В тот вечер иллюзионист выдернул меня из зала на арену, развернул мою ладонь и спросил:
— Хотите, я проткну Вас насквозь иголкой?
— Нет, — сказала.
— Отпилите мне лучше голову, — сказала я.
— Все русские женщины так склонны к жертвам, — нашелся иллюзионист.
— Да, — сказала я (на самом деле я просто считала самым оптимальным хранить голову с рефлексиями и страхом одиночества отдельно, в морозильнике).
Я дождалась иллюзиониста у черного входа. Он выглядел не как супергерой. Я подумала, что супергероя он оставляет там, на сцене, в многочисленных отражениях в шкафах и коробках. Я собрала в кучу ошметки всей своей беспечности и бесполезности, вышла из темноты и сказала:
— Хотите я разобью Вам сердце?
Ночью иллюзионист признался, что во время представления увидел на моей ладони крестик. Он сказал, что у меня была бы рука гения, если бы не этот крестик. Это крестик лузеров. Такие люди в последний момент наступают на шнурок и разбивают башку, поднимаясь на сцену за Оскаром.

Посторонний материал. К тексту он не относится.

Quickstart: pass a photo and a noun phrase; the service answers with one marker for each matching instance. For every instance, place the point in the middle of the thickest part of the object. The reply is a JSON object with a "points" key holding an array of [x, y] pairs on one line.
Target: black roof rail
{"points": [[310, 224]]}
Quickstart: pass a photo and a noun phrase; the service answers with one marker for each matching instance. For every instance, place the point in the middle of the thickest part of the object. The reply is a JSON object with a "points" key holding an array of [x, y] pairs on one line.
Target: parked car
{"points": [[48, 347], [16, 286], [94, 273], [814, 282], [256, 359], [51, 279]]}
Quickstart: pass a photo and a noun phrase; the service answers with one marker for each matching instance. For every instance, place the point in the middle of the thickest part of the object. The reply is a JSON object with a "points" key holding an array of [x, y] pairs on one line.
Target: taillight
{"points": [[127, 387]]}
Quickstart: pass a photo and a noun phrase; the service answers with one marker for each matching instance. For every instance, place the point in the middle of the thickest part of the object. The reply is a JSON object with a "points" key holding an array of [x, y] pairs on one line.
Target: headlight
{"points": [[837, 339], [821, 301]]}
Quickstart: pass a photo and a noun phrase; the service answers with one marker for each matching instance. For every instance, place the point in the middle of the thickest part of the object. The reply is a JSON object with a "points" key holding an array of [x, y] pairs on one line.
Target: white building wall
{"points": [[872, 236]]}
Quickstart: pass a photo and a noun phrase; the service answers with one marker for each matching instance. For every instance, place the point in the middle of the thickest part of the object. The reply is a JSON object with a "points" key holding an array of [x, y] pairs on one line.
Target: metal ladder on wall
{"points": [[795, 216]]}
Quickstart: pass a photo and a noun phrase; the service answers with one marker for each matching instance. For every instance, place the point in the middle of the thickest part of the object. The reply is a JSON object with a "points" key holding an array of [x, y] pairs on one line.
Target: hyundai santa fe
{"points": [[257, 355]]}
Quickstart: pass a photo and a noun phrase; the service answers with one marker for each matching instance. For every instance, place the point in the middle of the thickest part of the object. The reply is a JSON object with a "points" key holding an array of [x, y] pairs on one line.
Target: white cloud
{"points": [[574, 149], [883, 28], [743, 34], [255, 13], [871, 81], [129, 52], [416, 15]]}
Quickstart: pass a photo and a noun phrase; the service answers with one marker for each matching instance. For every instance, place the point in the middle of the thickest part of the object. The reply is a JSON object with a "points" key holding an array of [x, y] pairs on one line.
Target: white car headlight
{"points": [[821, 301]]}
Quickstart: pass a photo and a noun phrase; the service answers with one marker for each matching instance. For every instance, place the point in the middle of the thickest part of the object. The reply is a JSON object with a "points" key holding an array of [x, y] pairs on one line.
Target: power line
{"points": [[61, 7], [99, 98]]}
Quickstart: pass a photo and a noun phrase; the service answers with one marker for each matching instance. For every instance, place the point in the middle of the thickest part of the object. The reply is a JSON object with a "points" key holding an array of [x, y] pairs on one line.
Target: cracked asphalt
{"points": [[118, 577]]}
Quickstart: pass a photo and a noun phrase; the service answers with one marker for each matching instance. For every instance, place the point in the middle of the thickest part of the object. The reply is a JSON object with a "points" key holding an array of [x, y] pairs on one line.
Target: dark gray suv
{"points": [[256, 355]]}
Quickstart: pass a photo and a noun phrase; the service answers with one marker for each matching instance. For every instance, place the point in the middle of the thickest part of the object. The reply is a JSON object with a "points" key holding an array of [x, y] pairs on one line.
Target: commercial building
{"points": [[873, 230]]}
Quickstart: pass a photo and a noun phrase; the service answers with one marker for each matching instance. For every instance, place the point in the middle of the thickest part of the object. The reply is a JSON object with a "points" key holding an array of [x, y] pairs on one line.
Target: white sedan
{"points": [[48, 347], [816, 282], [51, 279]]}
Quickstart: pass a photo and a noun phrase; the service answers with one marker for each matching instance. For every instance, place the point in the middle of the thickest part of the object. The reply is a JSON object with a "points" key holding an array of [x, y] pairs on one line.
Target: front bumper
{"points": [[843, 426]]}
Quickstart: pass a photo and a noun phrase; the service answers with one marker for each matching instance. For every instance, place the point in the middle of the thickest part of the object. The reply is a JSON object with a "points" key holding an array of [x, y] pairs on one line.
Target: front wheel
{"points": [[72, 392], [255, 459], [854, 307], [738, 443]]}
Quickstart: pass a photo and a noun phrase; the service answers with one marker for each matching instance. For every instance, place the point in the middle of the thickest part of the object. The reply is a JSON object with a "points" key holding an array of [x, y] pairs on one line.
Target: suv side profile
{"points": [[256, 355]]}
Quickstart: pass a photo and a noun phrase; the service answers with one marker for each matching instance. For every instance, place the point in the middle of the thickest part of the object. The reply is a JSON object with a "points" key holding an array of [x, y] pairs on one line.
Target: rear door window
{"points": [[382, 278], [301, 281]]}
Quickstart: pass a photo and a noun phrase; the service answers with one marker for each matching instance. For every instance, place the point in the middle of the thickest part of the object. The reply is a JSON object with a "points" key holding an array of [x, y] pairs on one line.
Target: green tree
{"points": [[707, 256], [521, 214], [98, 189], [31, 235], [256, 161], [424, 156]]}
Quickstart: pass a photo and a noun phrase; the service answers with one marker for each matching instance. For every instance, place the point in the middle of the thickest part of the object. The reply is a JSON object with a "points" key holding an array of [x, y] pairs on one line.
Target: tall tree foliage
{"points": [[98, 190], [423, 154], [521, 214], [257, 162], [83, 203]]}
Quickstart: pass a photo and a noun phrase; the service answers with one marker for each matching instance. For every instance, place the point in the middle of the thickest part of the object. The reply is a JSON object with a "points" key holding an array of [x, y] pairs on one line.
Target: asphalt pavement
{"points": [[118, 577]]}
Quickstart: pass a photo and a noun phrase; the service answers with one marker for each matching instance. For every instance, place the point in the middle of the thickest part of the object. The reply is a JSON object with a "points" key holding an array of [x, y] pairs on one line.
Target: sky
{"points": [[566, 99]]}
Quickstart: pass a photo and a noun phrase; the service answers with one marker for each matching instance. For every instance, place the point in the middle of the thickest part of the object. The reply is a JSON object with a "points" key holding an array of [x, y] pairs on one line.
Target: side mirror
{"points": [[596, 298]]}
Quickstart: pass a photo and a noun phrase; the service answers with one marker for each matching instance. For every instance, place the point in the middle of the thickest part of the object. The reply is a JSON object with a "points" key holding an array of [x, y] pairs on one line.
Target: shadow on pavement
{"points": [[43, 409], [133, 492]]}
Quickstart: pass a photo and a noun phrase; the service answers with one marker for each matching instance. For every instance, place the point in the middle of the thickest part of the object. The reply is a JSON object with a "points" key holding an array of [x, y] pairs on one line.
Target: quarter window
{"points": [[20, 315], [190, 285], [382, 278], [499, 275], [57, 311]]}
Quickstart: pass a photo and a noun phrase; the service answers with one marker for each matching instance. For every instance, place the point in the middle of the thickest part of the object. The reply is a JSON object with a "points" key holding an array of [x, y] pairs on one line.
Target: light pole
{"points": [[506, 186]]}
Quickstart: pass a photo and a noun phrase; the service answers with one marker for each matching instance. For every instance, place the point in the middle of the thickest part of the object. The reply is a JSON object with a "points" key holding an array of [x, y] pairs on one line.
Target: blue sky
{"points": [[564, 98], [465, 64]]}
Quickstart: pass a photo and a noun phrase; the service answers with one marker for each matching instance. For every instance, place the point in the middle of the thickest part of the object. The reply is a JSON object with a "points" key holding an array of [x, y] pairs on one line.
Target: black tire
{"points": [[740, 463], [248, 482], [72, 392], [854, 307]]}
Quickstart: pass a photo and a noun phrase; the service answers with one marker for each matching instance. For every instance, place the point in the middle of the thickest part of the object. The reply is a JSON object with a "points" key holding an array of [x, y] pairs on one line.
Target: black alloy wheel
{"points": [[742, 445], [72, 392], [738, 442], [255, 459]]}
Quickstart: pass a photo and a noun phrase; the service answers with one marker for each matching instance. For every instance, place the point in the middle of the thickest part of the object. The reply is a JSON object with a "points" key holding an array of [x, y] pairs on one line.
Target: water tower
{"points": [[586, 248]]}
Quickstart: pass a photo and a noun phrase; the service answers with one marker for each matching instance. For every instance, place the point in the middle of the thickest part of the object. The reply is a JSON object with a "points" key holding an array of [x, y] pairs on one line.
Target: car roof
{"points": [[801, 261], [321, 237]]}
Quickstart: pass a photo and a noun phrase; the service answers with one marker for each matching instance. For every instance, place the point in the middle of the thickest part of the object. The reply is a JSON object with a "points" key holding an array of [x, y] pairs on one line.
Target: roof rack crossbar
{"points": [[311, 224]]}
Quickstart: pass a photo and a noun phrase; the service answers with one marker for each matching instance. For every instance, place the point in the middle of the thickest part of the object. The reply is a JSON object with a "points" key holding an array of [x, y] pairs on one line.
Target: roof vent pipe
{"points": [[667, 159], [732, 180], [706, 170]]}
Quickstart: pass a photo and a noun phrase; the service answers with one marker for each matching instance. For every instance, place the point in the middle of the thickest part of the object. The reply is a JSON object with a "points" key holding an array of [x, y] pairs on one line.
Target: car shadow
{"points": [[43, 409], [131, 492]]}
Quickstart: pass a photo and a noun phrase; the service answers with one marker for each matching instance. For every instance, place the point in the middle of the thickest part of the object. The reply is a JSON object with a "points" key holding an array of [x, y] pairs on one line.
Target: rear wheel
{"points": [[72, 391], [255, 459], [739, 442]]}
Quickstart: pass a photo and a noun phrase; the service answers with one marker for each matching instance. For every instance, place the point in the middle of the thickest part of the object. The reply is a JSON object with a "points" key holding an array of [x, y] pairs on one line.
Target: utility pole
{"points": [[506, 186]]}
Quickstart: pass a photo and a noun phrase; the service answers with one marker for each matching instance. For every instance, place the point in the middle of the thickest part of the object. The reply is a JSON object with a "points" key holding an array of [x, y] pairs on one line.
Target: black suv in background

Иллюзионист сказал, что уже тогда решил, что меня не отпустит.
Меня это в принципе устраивало. Потому что у иллюзиониста был вентилятор, через который он умел проходить.
Иллюзиониста это тоже устраивало. Потому что у него на ладони был крестик.
У него, Доктор, был один серьезный недостаток. Он знал, из чего состоит чудо. Он знал, куда девается платочек. Он знал, как Копперфилд выбирается из водопада, а Гудини — из цепей. Он знал, почему из икон текут слезы, знал, чем закончатся детективы. Он знал прогноз погоды на завтра. Он знал, что просочиться сквозь стекло невозможно. Он знал, что зеркала созданы только для обмана.
Он все это знал доподлинно и очень от этого страдал.
Еще, Доктор, он знал, что каждый человек изначально одинок.
Он говорил мне об этом каждый день на протяжении четырех лет.
Четыре года я пыталась пройти через все зеркальные аппараты иллюзиониста. Я делала это тайно, чтобы не ранить его (в случае успеха) фактом существования чуда.
И когда эти четыре года закончились, он сказал, что не надо строить иллюзий. И лучше принять все, как есть. То есть одиночество. Хотя он очень от этого страдает.
Я подозреваю, он просто боялся, что я пройду сквозь стекло и разрушу его стройную концепцию мира.